Another example: I spent a couple of days last week trying to figure out why a
site that had been working fine for users until recently and had not been
changed at all on our side was suddenly generating bug reports. It turned out
that recent Chrome builds have broken some HTML5 features in multiple ways.
There have been related bug reports in some cases, but they have been closed
as the specific example given no longer seemed to be a problem. Again, the
nature of the problems makes it obvious that these are not just one-liner
issues but fundamental flaws, typically where Chrome is so aggressive with its
cache usage and/or trigging redrawing/relayout that it just plain doesn't
work. And even though the bugs had been reported, obviously the correct root
cause was never identified and fixed.

Another example: I recently spent some time looking into how the Closure Tools
are coming along. Have you tried the examples/demonstrations for the Closure
Library recently?
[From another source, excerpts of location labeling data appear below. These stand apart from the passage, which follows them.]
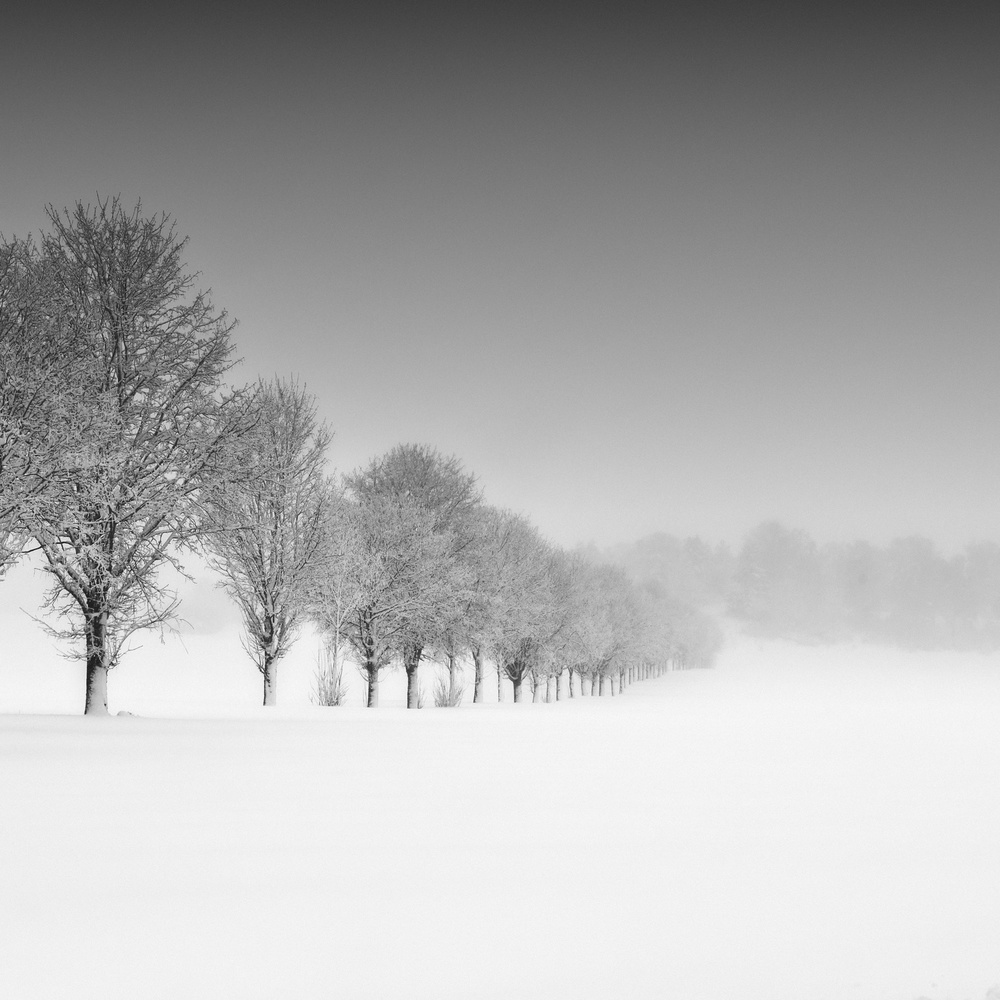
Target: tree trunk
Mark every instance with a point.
(477, 662)
(270, 679)
(97, 665)
(412, 687)
(452, 679)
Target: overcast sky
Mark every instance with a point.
(639, 271)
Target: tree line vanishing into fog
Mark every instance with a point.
(122, 449)
(780, 582)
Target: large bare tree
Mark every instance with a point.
(128, 443)
(269, 530)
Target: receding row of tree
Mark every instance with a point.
(122, 448)
(781, 582)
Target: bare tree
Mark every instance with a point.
(269, 530)
(389, 573)
(524, 621)
(123, 489)
(449, 496)
(45, 376)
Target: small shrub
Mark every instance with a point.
(445, 697)
(330, 687)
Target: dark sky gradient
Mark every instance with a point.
(640, 271)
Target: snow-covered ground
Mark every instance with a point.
(800, 823)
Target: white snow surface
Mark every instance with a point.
(800, 822)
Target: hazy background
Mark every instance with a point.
(641, 271)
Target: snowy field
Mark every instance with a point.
(798, 823)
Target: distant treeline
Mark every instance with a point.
(780, 582)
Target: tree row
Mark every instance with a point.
(122, 448)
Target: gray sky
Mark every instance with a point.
(639, 271)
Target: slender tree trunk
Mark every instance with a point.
(411, 661)
(477, 662)
(412, 687)
(270, 679)
(97, 665)
(452, 678)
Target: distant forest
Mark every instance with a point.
(781, 583)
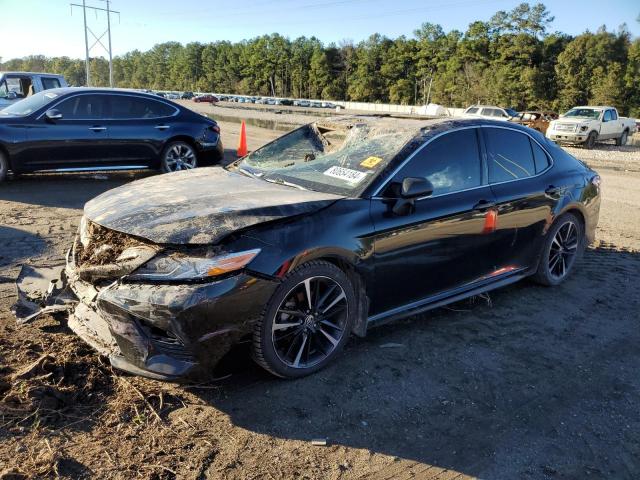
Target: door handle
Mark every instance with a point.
(483, 205)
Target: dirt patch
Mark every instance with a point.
(539, 383)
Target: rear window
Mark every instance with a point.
(540, 158)
(50, 82)
(130, 107)
(509, 155)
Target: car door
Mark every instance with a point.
(445, 242)
(526, 195)
(78, 139)
(139, 127)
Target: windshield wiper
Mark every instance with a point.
(249, 174)
(279, 181)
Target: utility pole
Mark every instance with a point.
(98, 39)
(86, 41)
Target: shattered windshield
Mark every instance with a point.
(583, 113)
(331, 157)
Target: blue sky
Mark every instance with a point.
(48, 26)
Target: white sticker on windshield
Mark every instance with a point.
(346, 174)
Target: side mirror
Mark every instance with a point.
(410, 189)
(53, 114)
(415, 187)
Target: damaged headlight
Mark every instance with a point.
(169, 267)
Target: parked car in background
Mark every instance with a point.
(303, 242)
(489, 112)
(89, 128)
(15, 86)
(588, 125)
(206, 98)
(538, 120)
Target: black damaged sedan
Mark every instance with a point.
(333, 228)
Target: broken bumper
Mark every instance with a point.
(165, 332)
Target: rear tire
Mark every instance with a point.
(307, 322)
(622, 140)
(562, 247)
(4, 166)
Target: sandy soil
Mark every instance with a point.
(538, 383)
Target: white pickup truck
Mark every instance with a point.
(15, 86)
(588, 125)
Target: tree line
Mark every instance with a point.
(511, 60)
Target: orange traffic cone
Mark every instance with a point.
(242, 143)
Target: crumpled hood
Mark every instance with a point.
(199, 206)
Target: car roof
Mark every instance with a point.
(69, 90)
(29, 73)
(420, 127)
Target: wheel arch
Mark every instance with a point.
(181, 138)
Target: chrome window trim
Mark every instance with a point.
(121, 94)
(406, 160)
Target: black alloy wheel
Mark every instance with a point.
(307, 322)
(563, 246)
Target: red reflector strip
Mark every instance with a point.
(490, 221)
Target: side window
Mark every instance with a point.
(49, 82)
(509, 155)
(451, 162)
(540, 158)
(83, 107)
(130, 107)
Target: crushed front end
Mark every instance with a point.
(166, 329)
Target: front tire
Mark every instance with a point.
(563, 245)
(307, 322)
(4, 166)
(178, 156)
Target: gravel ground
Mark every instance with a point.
(541, 383)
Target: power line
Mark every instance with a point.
(98, 39)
Many of them simply don't work in Gecko-based browsers, and
that would be obvious if anyone working on the project had made even a cursory
attempt to test them for five minutes.

I will finish by once again acknowledging that my experiences here may be
atypical, and that the particular projects I've mentioned that I happen to be
using may not reflect the wider Google culture. But on the evidence before me,
I see an organisation that keeps breaking things in its rush to push new
features out and that demonstrably lacks robust architectures that keep data
safe, effective testing processes before pushing code into production, and
proper issue resolution processes when defects do get reported.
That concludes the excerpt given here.